Au Rwanda, les femmes sont bien représentées au gouvernement et au parlement. Pour Jeanette, il est donc naturel de voir des femmes prendre les devants, et elle est heureuse de voir que StreetNet valorise et encourage le leadership des femmes de la même manière. Pour Jeanette, il est particulièrement important de reconnaître la résilience des femmes qui travaillent dans l'économie informelle.

« Ce n’est pas facile de vendre dans la rue, de ne pas avoir de stabilité. Cela demande beaucoup d’efforts de la part des femmes. Lorsque les associations sont dirigées par elles, il est facile de comprendre les problèmes et elles peuvent apporter des solutions. Même lorsque les femmes ne sont pas instruites, elles font toujours des efforts pour subvenir aux besoins de leur famille », déclare Jeanette. « Dans StreetNet, nous voyons que les femmes peuvent apporter quelque chose de spécial à l’économie informelle. Parce que toutes ces femmes travaillent dur pour subvenir aux besoins de leur famille ». Jeanette ajoute que les femmes jouent un rôle clé pour changer la société et contribuer à la transition de l’économie informelle vers l’économie formelle.

Conseils aux jeunes organisateurs de travailleurs de l’économie informelle : « Il faut connaître et écouter les travailleurs »

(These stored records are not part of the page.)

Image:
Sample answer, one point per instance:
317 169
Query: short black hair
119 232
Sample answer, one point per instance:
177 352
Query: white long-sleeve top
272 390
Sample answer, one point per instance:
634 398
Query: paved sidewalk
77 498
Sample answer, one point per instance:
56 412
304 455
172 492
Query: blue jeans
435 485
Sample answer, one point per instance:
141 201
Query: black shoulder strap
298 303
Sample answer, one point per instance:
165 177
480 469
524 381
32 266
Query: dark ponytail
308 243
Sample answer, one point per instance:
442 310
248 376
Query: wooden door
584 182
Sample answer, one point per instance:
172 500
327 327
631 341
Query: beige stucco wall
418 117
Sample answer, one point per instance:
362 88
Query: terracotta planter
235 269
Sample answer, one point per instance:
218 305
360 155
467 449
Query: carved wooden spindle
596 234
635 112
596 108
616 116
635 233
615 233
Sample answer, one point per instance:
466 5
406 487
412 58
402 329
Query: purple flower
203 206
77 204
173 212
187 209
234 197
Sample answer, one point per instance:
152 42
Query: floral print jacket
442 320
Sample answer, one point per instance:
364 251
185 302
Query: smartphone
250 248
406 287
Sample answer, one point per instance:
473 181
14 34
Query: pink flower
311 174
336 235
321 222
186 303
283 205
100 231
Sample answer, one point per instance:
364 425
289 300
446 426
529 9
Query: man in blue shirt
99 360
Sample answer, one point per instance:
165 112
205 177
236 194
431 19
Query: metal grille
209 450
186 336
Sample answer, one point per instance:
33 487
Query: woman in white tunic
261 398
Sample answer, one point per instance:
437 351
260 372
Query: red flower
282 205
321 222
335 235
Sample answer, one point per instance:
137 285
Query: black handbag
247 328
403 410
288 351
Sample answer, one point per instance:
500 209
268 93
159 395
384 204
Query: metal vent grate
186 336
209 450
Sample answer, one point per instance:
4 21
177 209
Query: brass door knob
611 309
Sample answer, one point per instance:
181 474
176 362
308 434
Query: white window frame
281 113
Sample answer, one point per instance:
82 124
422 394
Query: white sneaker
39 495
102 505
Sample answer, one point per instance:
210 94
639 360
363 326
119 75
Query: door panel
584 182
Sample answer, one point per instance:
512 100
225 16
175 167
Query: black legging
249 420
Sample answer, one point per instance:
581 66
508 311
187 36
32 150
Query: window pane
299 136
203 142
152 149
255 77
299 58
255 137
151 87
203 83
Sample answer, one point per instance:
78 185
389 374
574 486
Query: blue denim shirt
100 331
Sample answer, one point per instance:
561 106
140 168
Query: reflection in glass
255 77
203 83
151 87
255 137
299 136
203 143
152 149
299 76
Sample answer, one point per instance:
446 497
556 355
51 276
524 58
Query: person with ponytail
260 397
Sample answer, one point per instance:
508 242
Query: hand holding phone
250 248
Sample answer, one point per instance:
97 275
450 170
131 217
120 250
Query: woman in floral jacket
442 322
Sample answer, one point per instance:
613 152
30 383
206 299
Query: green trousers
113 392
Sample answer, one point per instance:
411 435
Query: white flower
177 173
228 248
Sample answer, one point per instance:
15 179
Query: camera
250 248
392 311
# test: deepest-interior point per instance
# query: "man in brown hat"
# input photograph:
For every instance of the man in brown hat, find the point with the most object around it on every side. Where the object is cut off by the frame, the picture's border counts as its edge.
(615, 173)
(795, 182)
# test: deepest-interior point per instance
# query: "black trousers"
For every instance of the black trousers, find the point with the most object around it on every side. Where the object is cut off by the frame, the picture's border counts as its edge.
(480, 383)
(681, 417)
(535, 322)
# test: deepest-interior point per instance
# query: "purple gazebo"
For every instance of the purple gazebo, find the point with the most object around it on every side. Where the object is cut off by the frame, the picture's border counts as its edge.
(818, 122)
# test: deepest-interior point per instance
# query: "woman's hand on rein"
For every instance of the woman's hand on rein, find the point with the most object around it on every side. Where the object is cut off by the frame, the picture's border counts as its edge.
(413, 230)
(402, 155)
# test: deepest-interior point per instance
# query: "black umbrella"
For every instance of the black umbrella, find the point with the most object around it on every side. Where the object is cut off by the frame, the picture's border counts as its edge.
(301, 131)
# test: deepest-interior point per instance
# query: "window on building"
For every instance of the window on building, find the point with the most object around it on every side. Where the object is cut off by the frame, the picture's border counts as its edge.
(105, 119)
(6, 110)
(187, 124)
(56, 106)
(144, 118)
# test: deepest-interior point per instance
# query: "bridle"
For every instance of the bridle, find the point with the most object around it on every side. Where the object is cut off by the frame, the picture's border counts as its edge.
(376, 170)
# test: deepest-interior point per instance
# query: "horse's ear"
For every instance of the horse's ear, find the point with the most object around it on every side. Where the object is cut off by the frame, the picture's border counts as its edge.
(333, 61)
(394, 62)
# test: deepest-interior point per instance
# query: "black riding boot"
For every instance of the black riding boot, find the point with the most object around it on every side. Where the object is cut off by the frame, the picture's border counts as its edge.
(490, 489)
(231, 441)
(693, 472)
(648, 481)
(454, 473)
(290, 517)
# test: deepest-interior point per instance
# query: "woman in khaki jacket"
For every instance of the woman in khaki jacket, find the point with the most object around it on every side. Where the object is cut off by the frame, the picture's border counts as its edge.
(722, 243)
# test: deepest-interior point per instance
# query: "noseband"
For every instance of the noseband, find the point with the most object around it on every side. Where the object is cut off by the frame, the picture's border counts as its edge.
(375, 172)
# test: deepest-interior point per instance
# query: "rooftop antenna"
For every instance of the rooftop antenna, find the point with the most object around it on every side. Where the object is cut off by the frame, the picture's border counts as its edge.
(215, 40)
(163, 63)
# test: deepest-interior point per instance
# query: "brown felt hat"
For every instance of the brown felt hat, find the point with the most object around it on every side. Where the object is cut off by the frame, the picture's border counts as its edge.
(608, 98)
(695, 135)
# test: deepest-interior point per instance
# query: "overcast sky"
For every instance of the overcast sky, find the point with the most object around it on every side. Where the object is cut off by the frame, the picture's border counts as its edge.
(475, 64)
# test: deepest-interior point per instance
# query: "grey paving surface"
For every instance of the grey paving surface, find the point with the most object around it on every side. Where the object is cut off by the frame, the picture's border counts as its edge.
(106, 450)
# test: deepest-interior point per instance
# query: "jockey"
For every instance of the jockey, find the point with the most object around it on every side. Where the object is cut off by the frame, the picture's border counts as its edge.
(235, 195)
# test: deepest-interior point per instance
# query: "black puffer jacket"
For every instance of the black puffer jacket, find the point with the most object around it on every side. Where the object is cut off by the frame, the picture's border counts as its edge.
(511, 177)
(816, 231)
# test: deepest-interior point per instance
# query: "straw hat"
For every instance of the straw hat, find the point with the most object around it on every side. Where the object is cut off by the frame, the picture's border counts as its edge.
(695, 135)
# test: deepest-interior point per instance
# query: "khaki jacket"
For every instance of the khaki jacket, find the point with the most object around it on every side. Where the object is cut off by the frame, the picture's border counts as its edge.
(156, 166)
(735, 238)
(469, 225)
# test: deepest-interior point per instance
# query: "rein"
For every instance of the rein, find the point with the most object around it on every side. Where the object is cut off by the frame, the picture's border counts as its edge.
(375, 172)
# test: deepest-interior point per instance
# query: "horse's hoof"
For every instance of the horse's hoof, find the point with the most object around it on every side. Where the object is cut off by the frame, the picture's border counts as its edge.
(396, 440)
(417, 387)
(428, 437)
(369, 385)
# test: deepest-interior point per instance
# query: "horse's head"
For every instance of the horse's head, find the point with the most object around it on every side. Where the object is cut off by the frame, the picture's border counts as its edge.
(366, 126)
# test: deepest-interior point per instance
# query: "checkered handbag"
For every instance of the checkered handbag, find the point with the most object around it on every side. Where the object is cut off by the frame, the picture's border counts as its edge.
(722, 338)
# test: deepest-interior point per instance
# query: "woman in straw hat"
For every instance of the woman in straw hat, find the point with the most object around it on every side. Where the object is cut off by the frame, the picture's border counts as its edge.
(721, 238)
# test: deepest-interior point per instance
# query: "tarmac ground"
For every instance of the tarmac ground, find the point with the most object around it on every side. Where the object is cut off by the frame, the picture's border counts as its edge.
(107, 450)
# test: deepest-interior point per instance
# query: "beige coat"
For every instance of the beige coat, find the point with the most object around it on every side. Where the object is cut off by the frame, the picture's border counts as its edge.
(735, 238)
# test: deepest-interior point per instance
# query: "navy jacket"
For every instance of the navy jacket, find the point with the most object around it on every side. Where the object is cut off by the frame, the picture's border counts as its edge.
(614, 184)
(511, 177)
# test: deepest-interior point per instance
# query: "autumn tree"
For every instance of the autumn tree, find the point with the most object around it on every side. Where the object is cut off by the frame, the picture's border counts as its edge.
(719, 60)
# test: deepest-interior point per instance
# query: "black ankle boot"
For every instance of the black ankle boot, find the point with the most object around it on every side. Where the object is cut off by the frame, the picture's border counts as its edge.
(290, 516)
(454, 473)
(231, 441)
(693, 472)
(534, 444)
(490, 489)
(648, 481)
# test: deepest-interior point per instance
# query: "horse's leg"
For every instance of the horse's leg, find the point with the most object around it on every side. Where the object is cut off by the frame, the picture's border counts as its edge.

Lorsqu’on lui demande ce que Jeanette conseillerait aux jeunes organisateurs de travailleurs de l’économie informelle, elle répond catégoriquement que le plus important est d’écouter, de comprendre les problèmes en s’asseyant et en étant avec les travailleurs eux-mêmes.

« Il n’est pas facile d’organiser les travailleurs de l’économie informelle », prévient-elle. « Il faut être sur le terrain. On ne peut pas avoir une approche descendante ». Pour Jeanette, il est également important de garder à l’esprit les difficultés auxquelles les travailleurs de l’économie informelle sont confrontés au quotidien. « Parce que ces travailleurs ont beaucoup souffert et que, dans de nombreux pays, ils ne sont pas acceptés, ils sont confrontés à de nombreux défis, notamment psychologiques et financiers. Il faut avoir les compétences pour s’organiser et il faut aussi avoir une passion pour cette activité ».

Jeanette encourage fortement les jeunes à prendre les devants. « Il y a des milliers de travailleurs dans l’économie informelle qui ne sont pas organisés, j’encourage donc les jeunes à ne pas avoir peur et à créer des associations. Cela nous permettra de passer de l’économie informelle à l’économie formelle conformément à la R04 de l’OIT. Nous avons besoin que la jeune génération s’organise. J’encourage tous ces jeunes à faire des efforts. Même si c’est compliqué, c’est possible. »

Jeanette continue de travailler pour les objectifs du SYTRIECI, aux côtés de ses camarades au niveau national et international. Pour elle, c’est devenu une mission de toute une vie. « Se battre pour les droits des travailleurs de l’économie informelle n’est pas facile », déclare-t-elle. « C’est une passion. Quelque chose qui vient de l’intérieur. Et c’est ce que j’ai décidé de faire ».